Scim approached Brian to speak with him. Before he spoke, Scim felt the Battle's presence. She was close, but faint. The guards who kept Scim safe held weapons in their hands. Scim stopped moving.

Doctor Kay was the first to notice the new focus of Scim's attention. “Scim? Why are you looking at the guards like that?”

“They never had weapons before. I feel the Battle in them.”

Doctor Kay frowned. “Our government is keeping a closer watch on you. Many see you as dangerous. They think that weapons will keep you from causing trouble.” Scim continued to look at the guns. The Battle was too close for him to ignore. Doctor Kay's voice betrayed a hint of fear. “It's time for Brian to go.”

She took the boy's hand and led him quickly away from Scim. The four trembling guards pointed their weapons at the patient. “You need to go inside, too.”

When he lay in bed that night, Scim let himself drift to sleep. He felt himself grow smaller. He forgot the hospital, fighting, his friends, and everything he had known. Instead, he found himself playing with a pile of wooden blocks in the dream world. Under his hands they formed buildings and cities.

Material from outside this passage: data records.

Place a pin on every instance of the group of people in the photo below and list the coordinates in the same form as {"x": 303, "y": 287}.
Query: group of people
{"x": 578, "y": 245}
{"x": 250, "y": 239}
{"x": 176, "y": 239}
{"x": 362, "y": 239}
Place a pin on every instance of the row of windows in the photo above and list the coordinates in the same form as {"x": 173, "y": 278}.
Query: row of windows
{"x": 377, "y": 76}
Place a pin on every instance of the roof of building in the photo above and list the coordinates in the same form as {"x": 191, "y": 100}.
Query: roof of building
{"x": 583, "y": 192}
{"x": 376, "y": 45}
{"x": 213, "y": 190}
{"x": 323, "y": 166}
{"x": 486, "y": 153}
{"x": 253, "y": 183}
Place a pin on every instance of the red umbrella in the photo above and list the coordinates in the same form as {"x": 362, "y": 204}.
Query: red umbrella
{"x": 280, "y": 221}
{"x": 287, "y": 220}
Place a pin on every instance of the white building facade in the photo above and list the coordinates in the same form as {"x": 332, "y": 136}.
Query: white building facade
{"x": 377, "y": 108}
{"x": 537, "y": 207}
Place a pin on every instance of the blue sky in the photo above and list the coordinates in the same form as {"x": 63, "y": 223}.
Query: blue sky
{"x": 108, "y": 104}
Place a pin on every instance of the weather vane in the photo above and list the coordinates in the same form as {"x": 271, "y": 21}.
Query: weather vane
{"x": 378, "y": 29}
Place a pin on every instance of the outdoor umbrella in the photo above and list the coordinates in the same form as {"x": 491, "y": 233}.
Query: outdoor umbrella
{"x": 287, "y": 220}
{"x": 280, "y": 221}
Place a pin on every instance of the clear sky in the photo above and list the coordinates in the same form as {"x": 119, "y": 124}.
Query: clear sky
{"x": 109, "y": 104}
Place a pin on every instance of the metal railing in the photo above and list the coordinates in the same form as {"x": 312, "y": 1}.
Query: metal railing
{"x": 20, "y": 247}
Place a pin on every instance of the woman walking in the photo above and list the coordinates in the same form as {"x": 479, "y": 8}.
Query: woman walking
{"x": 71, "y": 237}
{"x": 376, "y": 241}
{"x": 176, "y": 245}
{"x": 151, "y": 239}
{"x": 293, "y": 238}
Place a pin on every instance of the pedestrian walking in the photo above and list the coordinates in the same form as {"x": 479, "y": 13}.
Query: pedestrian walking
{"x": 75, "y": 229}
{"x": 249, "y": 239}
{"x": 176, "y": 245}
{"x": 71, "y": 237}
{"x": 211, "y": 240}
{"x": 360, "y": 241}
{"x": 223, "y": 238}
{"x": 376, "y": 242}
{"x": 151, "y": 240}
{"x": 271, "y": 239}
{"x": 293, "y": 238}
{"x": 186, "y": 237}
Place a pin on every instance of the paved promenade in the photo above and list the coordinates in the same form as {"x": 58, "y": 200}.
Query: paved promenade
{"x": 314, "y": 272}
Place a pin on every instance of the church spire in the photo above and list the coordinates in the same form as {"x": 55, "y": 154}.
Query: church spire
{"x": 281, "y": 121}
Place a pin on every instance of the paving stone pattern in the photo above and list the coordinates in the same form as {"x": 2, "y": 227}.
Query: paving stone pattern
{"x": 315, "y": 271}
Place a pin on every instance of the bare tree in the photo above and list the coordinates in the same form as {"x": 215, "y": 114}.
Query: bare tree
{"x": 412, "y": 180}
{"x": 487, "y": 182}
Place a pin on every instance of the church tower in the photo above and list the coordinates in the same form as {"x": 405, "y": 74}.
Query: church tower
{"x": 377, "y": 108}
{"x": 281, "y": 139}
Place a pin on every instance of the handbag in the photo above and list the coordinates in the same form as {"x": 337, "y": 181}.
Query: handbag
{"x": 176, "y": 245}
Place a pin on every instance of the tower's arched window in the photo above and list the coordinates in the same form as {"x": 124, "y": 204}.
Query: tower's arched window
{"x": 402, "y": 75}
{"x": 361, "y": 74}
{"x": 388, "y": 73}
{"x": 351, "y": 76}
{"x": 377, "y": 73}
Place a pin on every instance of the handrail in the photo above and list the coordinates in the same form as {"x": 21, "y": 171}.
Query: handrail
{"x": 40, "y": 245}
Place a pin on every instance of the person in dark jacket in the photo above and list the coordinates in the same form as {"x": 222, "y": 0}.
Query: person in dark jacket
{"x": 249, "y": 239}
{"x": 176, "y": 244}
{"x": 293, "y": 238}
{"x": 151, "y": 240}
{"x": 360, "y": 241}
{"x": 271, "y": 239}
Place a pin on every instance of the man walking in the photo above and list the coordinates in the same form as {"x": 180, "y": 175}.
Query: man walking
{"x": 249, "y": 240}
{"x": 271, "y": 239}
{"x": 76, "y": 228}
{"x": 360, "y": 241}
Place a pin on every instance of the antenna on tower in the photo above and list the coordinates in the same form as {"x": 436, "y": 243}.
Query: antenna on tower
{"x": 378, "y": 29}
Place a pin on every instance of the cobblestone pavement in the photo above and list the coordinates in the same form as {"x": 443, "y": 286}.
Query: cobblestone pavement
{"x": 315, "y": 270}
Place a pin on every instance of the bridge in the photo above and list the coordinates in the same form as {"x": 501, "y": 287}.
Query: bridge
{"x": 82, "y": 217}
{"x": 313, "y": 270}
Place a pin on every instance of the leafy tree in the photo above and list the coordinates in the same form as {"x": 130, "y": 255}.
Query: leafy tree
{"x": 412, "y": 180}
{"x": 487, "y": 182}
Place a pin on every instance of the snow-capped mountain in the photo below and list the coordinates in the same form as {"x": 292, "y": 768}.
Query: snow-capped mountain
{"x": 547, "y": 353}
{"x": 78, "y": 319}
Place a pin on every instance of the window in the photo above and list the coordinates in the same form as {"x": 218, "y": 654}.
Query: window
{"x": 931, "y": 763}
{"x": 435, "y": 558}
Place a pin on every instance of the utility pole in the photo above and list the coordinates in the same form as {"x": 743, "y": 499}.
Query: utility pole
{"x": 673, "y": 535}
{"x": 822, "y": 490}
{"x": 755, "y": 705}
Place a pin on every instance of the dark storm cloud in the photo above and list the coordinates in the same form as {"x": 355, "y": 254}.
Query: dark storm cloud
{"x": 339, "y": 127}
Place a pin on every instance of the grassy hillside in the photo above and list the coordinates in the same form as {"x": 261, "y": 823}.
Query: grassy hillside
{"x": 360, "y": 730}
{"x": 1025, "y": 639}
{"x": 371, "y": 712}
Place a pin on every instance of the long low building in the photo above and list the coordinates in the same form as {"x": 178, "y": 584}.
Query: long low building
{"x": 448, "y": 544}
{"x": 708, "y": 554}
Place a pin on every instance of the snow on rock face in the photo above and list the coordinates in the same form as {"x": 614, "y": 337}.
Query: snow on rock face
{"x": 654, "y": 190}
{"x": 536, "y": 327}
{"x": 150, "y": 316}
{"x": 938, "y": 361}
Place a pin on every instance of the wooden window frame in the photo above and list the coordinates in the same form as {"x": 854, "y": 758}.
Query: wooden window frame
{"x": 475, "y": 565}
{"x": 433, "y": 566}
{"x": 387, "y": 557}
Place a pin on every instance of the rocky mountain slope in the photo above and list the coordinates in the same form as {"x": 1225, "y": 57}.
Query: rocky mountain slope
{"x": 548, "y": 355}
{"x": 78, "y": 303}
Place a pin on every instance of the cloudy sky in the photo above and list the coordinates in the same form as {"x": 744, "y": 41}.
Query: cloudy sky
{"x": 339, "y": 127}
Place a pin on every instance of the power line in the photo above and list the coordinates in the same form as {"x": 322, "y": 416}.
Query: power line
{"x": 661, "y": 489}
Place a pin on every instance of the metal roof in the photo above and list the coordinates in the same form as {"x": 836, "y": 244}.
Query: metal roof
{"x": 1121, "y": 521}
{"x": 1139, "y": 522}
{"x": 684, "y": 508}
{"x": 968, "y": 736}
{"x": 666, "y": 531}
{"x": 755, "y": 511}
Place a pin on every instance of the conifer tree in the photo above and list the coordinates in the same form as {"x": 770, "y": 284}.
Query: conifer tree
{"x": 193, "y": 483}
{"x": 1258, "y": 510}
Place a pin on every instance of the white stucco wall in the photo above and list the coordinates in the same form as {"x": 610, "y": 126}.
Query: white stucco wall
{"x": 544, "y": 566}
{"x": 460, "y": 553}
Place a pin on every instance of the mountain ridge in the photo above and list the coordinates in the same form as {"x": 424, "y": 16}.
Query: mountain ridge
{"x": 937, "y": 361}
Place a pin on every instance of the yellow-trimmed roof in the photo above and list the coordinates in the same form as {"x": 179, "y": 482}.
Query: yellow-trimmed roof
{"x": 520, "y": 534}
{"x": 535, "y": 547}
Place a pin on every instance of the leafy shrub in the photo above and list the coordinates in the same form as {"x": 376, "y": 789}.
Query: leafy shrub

Looking up from his blocks, Scim saw the he was on a grassy plain. Trees in the distance invited him to climb. Scim ran over the grass until he reached a tree. His first years of awareness held boundless promise, and as he climbed the tree, he smiled. His special friend would come soon.

At the top of the tree, he closed his eyes and felt the sun and wind on his skin. He looked into the pure blue above him, happily lost.

A girl spoke his name. He looked to the ground and his special friend waved to him. She's so pretty, thought Scim. “Come up here!” he said. When she reached the branch upon which Scim sat, she leaned against him. He felt her dark hair mingling with his in the wind. They held hands and watched nature below. It was good to feel the Battle so close to him.

“Scim,” said Doctor Florence, “Please wake up.”

“Why?”

“There are people coming who want to kill you.”

Scim noticed that the Doctor had used the negative word in place of “promote.”“What's wrong with that?”

“They hate you, Scim. They will hurt you. My report on your culture did the opposite of what I wanted. I hoped that you could join our society and find a new life with us. Now, they come to send you out of this world. The last I heard from the guards, the enemies had guns.”

Indeed. The Battle remained near him, even when he was awake. “Doctor, will you promote me?”

Doctor Florence stood aghast. “Why? Do you still believe in that Mistress of yours? After death is emptiness! You have to escape! I've come to take you out of here.”

“Doctor, she's close. I don't want to miss her again.”

“You can sense her?”

“Didn't you listen to my stories?”

“Scim, I think you're feeling stress and fear.”

“Fear is different. I am at peace. Please, Doctor. I want to go.”

“You're my friend,” Florence realized. “I don't want you to leave. You're the greatest man I've met.”

The lights went out. The two heard far-off shouts. the doctor fumbled for a flashlight. When he found one, he pointed it toward Scim. He then went to a cabinet. “Are you sure you want this?”

“Absolutely.”

The doctor brought a needle to where Scim sat. “Goodbye, Scim.”

Scim smiled. “You'll see me again. Just dream of me.”

Doctor Florence inserted the needle into Scim's neck and released its poison into his friend's body.

Scim once looked about himself. The fearful images of his nightmares, the emptiness of his world, were replaced with the beautiful, grassy plain of which he had just dreamed. The Battle stood before him. She was in the shape of a woman; she had aged since his last dream. As a little girl, she had been pretty. Now, her beauty took his breath away.

She walked to Scim and placed her arms around him. “Welcome home at last.”